Breadalbane took up the folded paper and replaced it in the leather casket. He closed the lid, fastened the hasp, then looked once more at his kinsman. Commitment was his to make, his sacrifice. Or Glenlyon would commit nothing to Breadalbane when the earl most needed it. “I supported Charles during and after the Restoration,” he said. “I supported James against Argyll’s folly by keeping half of Clan Campbell home from the most recent hostilities. But I am convinced the days of our present monarch are numbered, Robin—and I am not a man who desires to see his clan fall on hardship because of policies determined by the Sassenachs in London.”
Two spots of color burned high in Glenlyon’s face. “You willna support James now?”
“True power lies in supporting the man most likely to keep the throne. James will lose it, I think . . . and a woman shall inherit it from him. But William of Orange is no fool; he will make his own decisions. England will answer first, and Scotland shall follow.” Breadalbane’s gaze was unwavering. “I prefer to lead.”
Glenlyon sat very still. Then he stirred, like a dog newly roused, and pulled himself upright. He looked at the casket on Breadalbane’s desk.
“Comhairl’taigh.
”
“Indeed.” The earl spread his right hand over the domed lid. “If I am to succeed in maintaining Clan Campbell’s preeminence, I will require the support of Breadalbane and Glenorchy, which are mine—and Glenlyon, which is yours.” He paused. “For the time being.”
Robert Campbell’s lips pulled back from his teeth. “You’ve no respect for
me!
”
“You were a soldier, once; I do not forget it.” Breadalbane smiled unctuously. “There is worth in you yet, Robin. One day, I shall require it—
and you
—in some other enterprise.”
Glenlyon’s waxen face congealed into something akin to a painted mask come to life. His voice, newly strengthened, boomed out harshly. “Until then?”
Breadalbane spread his hands. “Until then, go home to Glen Lyon. Keep your cattle close. Let no MacDonald set foot on Campbell land, lest there be tragedy of it.” He rose, pushing back his chair. “Will you drink whisky with me, Robin?
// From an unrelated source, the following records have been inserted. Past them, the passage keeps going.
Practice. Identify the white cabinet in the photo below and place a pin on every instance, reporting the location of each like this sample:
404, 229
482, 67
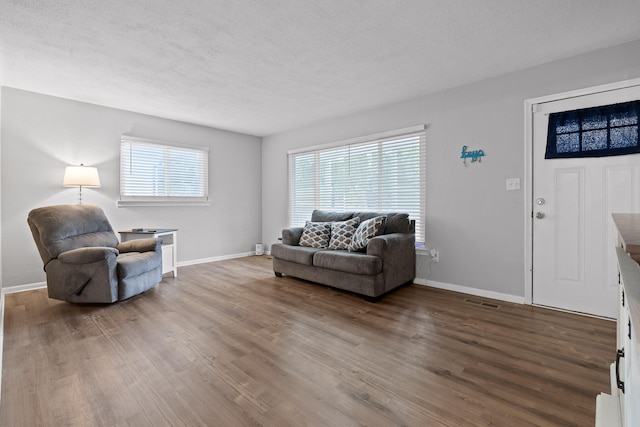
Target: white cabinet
622, 406
169, 238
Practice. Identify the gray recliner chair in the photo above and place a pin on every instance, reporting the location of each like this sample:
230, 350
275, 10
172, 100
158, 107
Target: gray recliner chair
83, 260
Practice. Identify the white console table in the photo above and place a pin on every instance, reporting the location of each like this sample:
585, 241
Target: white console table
169, 238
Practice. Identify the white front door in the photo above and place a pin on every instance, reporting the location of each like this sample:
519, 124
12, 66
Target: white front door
574, 266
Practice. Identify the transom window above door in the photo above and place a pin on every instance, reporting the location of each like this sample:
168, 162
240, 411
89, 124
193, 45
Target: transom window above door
609, 130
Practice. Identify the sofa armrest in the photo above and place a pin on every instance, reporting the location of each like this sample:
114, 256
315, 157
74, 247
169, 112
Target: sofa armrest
87, 255
398, 254
387, 244
291, 236
141, 245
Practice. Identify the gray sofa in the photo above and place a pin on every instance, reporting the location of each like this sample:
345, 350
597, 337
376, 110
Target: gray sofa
387, 261
83, 260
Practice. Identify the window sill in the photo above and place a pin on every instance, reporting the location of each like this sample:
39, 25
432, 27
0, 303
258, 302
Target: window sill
139, 203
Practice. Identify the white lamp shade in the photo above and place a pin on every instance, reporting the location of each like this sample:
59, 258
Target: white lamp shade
81, 176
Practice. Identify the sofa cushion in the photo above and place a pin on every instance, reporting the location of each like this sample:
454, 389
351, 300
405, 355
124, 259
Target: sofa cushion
297, 254
349, 262
329, 216
396, 222
342, 233
366, 231
316, 234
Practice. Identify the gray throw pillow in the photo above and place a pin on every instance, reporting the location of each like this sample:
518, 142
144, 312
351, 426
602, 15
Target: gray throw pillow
342, 233
316, 234
366, 231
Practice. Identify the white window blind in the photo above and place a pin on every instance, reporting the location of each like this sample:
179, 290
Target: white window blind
158, 173
383, 175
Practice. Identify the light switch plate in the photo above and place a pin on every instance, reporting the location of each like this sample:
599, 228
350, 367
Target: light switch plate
513, 184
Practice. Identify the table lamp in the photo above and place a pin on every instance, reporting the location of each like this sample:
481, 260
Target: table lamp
81, 176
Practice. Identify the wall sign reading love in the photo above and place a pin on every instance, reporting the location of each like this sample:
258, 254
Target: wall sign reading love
475, 155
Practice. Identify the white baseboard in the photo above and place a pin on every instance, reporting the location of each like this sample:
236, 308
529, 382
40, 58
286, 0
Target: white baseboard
471, 291
213, 259
22, 288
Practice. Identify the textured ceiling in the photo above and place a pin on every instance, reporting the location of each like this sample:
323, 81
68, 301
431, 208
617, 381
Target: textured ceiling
263, 67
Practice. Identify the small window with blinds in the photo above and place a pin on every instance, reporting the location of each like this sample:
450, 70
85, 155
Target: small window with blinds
159, 174
383, 174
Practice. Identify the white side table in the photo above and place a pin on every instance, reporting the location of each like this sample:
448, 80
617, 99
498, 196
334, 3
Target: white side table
169, 238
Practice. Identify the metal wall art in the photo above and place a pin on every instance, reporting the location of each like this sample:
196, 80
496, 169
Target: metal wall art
475, 155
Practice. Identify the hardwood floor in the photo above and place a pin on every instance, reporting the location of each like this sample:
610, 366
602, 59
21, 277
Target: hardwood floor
229, 344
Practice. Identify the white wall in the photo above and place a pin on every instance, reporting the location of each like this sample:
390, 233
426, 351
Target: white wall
475, 223
43, 134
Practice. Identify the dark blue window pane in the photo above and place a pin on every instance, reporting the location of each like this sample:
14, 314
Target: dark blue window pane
624, 118
595, 121
624, 137
569, 124
594, 140
608, 130
568, 143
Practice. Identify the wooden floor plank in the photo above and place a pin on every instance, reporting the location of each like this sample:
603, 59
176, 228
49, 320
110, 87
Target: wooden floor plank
229, 344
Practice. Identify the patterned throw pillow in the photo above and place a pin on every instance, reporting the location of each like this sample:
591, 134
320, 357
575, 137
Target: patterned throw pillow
366, 231
342, 233
316, 234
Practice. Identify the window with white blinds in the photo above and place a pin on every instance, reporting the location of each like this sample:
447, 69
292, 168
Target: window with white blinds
153, 173
383, 174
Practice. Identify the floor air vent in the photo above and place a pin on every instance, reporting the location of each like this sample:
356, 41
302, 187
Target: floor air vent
482, 303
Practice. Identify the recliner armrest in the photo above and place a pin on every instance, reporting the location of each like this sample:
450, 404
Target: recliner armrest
87, 255
141, 245
291, 236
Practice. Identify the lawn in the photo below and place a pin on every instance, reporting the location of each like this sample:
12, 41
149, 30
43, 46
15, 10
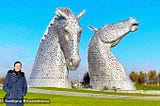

To the destruction of MacDonalds?”
Glenlyon, exalted by renewal, laughed too loudly as he lunged from the chair. “Christ, John, I thought you meant to put me out wi’out it!”
Breadalbane recoiled. “What kind of a Scot—a Highlander!— would I be if I denied a man hospitality?” He briefly touched his cousin’s shoulder, then moved to the sideboard. He poured two glasses full, put one into trembling hands, and waited.